Amid The Brexit Chaos, Spare A Thought For Holderness Road

As I type this, David Davis has snuck out, Boris Johnson, a man not known for his circumspection, is being silent,  trying, it seems to be all things to all people (Update: he’s slithered off, too). Michael Gove is considered a snake in the grass by his own side. Many who voted to remain in the EU believe that a second vote is necessary as the Conservative party isn’t strong or stable and because no one knows what Theresa May means when she says things like ‘Brexit means Brexit’ and ‘we are getting on with delivering the will of the British people’. These remain voters think a second vote will overturn the result.

I don’t.

When you break down all of the reasons that the leave vote won, the one that stands out to me is the divide between the haves and the have nots. I don’t mean the aristocracy and the proles. I mean those that have the copper pipes stolen from their houses; those whose highstreets have boarded up shops, bookies and takeaways and those whose primary schools label their pupils ‘thick’ and ‘inbred’ versus those who don’t understand any of that.

One of the key arguments for “remainers” was that being in the EU was good and things would get much worse if we left. Try telling that to the people that live in and around Holderness Road.

There are a lot of different Holderness Roads. They aren’t necessarily called Holderness Road, but every city has at least one. They are the roads of those that feel left behind. I’ll describe the one I know and why, despite the absolute mess that the Conservatives have made of it, a second referendum will have the same result.

I used to work off of Holderness Road. I would take the number 43 bus and the journey from the bus station to my place of work was like watching a city be deconstructed in real time. Holderness Road is long and the end that is closest to town was relatively modern and well cared for. As the bus turned onto the estate that I used to work in, you would see houses that had the same thing sprayed on them: copper out. In my ignorance, I believed this was a working class protest against corrupt police officers. My work colleague, once she finished laughing at my theory, informed me that it was actually a sign to thieves that the house had already had it’s copper piping stolen and a request from the family to be left in peace. I guess what these people really cared about was staying in the EU.

I was a CAMHS secretary and I would have to take weekly minutes on active cases. The stories of children that suffered all over the city, but in and around Holderness Road in particular, was shocking.  Shocking if you weren’t from the area. As the same colleague told me, where you have extreme poverty and extreme lack of opportunity, there you will find the kind of abuse that we regularly discussed in our meetings.

The people of Holderness Road feel ignored.

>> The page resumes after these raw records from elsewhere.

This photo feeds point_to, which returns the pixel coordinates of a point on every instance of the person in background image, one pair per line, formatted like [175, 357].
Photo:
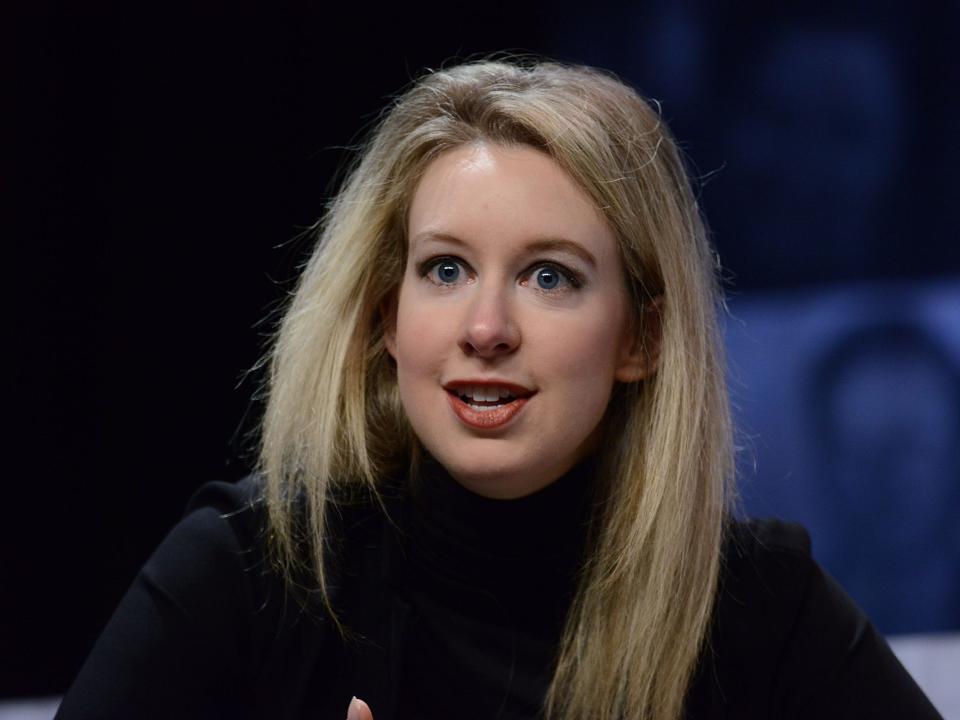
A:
[496, 461]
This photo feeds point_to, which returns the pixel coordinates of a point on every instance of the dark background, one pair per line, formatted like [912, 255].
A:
[161, 172]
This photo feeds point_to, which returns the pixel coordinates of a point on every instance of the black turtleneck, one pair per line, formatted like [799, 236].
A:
[489, 583]
[454, 605]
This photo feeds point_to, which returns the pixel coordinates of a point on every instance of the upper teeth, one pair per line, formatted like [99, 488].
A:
[487, 393]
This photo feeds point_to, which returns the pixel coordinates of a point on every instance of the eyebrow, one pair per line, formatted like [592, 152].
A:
[540, 245]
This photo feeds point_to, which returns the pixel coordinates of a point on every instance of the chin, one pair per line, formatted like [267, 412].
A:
[495, 478]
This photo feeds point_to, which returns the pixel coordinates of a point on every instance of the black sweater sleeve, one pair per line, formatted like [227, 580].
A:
[848, 669]
[176, 645]
[788, 642]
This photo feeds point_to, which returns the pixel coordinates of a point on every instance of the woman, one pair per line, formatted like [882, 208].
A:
[496, 456]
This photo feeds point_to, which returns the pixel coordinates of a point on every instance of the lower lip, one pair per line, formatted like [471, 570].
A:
[498, 416]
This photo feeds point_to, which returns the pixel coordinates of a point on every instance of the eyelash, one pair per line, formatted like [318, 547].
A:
[574, 281]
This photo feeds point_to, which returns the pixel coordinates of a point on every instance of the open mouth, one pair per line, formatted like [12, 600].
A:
[484, 398]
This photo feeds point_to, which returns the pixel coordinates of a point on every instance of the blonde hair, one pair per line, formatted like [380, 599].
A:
[334, 420]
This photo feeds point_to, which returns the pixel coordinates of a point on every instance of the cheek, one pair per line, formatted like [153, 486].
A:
[578, 358]
[423, 340]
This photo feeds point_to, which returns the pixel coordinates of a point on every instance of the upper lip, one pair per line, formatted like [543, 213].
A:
[518, 390]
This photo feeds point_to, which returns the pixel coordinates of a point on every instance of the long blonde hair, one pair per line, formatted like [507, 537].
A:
[334, 420]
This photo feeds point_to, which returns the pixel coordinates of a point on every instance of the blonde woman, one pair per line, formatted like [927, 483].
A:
[496, 458]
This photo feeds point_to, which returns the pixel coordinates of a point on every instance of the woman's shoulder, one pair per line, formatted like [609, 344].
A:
[787, 641]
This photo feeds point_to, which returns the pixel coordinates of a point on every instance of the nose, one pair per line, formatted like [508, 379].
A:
[490, 328]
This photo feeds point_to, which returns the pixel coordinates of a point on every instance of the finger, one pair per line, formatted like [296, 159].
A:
[359, 710]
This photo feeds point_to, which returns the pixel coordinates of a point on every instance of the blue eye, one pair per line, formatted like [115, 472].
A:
[443, 271]
[548, 278]
[551, 277]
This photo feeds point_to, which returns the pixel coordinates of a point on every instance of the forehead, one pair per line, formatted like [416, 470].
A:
[501, 196]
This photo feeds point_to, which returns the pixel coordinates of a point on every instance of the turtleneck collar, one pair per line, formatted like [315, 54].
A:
[516, 560]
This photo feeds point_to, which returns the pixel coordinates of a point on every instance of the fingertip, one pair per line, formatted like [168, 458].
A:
[358, 710]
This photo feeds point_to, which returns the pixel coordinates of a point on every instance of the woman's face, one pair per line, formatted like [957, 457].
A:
[512, 322]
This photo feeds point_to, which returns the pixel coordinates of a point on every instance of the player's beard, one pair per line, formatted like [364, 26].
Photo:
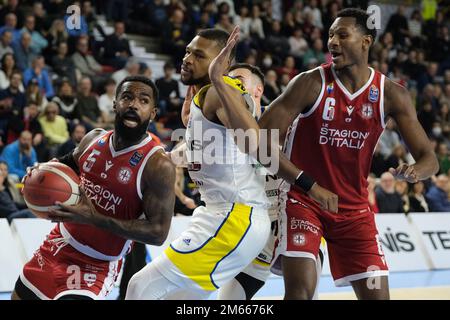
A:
[191, 81]
[127, 133]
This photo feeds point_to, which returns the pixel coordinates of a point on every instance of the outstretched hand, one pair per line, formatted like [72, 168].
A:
[219, 66]
[405, 172]
[83, 212]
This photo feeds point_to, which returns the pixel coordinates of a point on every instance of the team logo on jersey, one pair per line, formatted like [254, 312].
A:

Actually, the people of Holderness Road are ignored. They don’t see people in the political sphere that sound like they do, that fight for their needs. Like it or not, Brexit happened because Farage, UKIP and the Tories that chose to fight for it appealed to those that had been left behind. You can argue with their tactics – and I do: they were beyond abhorrent, appealing to the worst instincts in people – but you cannot deny that they appealed to people that felt ignored.

I remember the day when I knew Brexit was going to happen. It was during an episode of Question Time in late 2015 and an audience member had asked about the effect of immigrants on the health service. She was frustrated that she couldn’t get her kids in to see the GP and every time she went she saw lots of “foreigners”. Rather than respond with sympathy about a mother who was trying look after her children, to a person the panel scoffed at her and said she wasn’t representative of Great Britain. It turns out they were wrong. She was representative of a large swathe of Great Britain. I wonder if one of the people on the panel that night had understood her question and responded with sympathy and understood that people that live on the Holderness Roads in our country feel left behind, if the result would have been different.

I’m laughing at that last sentence, because of the flaw in my thinking. If the politicians and public figures on that stage had any ability to sympathise with that woman, if those that wanted to remain in the EU had any argument that worked for the people of Holderness Road, of course the dog-whistle campaign of the leave campaign would have been an abject failure. But that would have meant acknowledging that the conditions for people in certain places in this country are shameful.

So to those that are revelling in the ongoing Tory drama today, be warned: it might be cathartic for you now, but if you want a second referendum and are hoping that the Conservative problems will lead to a different vote without any acknowledgement of the people of Holderness road, I’m afraid you will be similarly disappointed.